Predicting a variable from other variables


for a task I have to predict the income ten years after A Levels from three parameters: Final high school degree (0-100%), IQ, and extraversion (scale from 0-10). I have a data set of 10000 former students, so basically a 10000x4 table with three predictor variables (degree, IQ, extraversion) and one target variable (gross yearly income).

What would be a simple way of using regression or machine learning approaches to best predict income? My idea would be that I take a subset of the students (maybe half) to determine the weights that best line up to the income. I would then use these weights to predict the income of the second half of students (an independent data set) and see how well it is doing. Does that make sense? Which functions would fit best here?


Is this for a school exam or a code challenge for a job interview?

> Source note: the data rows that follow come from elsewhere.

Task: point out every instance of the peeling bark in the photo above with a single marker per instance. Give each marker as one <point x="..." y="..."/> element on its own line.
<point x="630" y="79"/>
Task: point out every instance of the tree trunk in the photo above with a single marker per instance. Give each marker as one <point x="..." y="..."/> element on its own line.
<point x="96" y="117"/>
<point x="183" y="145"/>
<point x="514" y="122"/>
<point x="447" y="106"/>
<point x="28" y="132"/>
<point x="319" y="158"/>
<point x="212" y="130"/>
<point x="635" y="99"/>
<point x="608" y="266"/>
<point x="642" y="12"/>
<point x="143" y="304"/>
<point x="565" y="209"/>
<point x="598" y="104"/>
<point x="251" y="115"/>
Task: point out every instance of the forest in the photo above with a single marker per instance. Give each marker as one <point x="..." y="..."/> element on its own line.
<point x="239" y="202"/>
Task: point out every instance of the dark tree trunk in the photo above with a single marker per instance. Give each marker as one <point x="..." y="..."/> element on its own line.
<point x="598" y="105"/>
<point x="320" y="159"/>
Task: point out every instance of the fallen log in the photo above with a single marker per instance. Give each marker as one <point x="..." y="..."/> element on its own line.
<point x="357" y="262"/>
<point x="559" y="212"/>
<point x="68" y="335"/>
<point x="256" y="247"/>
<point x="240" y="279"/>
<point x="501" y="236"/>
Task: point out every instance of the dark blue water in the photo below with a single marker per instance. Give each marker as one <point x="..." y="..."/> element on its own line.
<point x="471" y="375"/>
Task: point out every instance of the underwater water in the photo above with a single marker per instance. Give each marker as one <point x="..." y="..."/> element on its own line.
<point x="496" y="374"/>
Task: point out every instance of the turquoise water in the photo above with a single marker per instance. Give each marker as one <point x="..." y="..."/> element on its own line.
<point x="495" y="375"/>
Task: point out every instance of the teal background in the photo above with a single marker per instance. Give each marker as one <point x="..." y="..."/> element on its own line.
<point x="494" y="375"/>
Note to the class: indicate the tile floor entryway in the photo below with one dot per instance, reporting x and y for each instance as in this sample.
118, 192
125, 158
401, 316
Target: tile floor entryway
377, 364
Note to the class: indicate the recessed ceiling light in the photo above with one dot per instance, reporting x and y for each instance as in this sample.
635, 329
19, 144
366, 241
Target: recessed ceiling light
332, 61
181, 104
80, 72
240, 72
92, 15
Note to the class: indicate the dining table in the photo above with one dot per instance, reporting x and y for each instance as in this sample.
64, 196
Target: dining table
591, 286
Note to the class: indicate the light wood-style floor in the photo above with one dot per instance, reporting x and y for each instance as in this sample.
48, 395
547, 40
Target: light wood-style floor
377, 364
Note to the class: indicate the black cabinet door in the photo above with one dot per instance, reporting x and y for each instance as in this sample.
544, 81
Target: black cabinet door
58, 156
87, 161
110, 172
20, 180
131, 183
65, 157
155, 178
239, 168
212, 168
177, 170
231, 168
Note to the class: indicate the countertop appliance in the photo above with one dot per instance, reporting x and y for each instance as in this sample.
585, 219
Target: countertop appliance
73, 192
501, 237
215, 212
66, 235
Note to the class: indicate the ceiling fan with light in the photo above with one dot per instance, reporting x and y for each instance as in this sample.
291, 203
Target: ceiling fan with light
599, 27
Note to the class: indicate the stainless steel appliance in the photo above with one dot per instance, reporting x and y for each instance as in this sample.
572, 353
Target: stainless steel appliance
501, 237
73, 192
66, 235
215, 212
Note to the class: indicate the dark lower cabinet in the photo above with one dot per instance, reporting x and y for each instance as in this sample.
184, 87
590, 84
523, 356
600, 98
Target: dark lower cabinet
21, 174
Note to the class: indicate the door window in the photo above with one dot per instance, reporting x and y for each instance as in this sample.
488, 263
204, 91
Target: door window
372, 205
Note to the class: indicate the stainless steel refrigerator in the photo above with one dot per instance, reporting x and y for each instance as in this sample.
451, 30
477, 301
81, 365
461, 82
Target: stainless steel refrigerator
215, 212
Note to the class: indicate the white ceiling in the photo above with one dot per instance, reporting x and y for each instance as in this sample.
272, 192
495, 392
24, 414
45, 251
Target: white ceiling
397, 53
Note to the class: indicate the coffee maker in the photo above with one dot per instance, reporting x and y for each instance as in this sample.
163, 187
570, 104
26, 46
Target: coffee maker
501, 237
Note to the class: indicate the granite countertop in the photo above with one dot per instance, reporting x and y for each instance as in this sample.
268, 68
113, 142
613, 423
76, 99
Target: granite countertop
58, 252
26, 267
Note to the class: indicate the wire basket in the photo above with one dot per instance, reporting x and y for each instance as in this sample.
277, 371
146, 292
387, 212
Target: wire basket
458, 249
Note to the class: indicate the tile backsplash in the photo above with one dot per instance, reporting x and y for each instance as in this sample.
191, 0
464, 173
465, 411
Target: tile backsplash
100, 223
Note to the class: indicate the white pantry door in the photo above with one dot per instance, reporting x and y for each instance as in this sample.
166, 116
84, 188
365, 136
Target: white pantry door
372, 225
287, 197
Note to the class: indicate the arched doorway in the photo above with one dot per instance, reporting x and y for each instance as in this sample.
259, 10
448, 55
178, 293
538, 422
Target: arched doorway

Not sure why that is relevant, bu it’s for an scientific paper.

We don’t give out answers for school exams or coding challenges.

See here for guidance.

This guy might have some good ideas for what regression model to select.

Okay, that is understandable. To be honest with you, I very much simplified the problem to make it more approachable. In reality, the predictor variables are neural measures from electroencephalography (EEG) data.

that sounds pretty fascinating!

I know there’s some debate around IQ tests in general. I feel like IQ isn’t an accurate measurement though. It (tests for it) seems flawed to me b/c it’s dependent upon access to education, nutrition, health conditions, income, etc.

Have you seen this from UC-Irvine?